Ein gravierender Nachteil der Lösung bestand bisher darin, dass zwischen Server und Arbeitsplatz keine direkte Verbindung bestand. Insbesondere für jegliche Form der Arbeit mit Scannern war das ein großes Hindernis, wenn der Berater nicht bereit war sich systemtechnische oder softwareseitige Speziallösungen für teures Geld zuzulegen.
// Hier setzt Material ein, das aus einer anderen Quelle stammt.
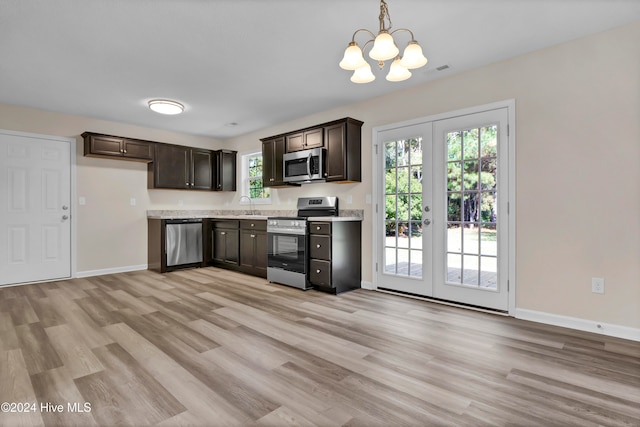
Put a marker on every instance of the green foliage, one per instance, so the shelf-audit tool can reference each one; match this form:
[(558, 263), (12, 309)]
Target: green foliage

Der hmd.DirectScan beendet dieses Thema, zumindest für hmd-Anwender. In die auf dem Terminalserver laufenden hmd-Programme wurde eine Steuerung zur Erkennung lokal installierter Scanner eingebaut, wie immer von hmd selbst entwickelt und nicht zugekauft. Damit erkennt hmd automatisch, ob an einem Arbeitsplatz, der sich mit dem Terminalserver verbindet, ein lokaler Scanner vorhanden ist, und stellt die Nutzbarkeit des Gerätes für die hmd-Anwendungen her.
Damit ist hmd ein weiterer großer Schritt zur Integration von Niederlassungen, Heimarbeitern und Mandanten in die Umgebung und Arbeitsabläufe der Kanzlei gelungen. Aufwendige Datentransfers, der Erwerb teurer Netzwerkdrucker und Stapelscanvorgänge entfallen somit künftig. Jeder Beteiligte kann genau an der Stelle Belege, Korrespondenz oder andere Dokumente einscannen, wo es im Arbeitsablauf am meisten Sinn macht. Zur Steuerung optimierter Prozesse ist diese Vorgehensweise sowieso unerlässlich, zumindest wenn eine modern organisierte Kanzlei auf weitgehend digitale Bearbeitung und Archivierung ausgerichtet ist.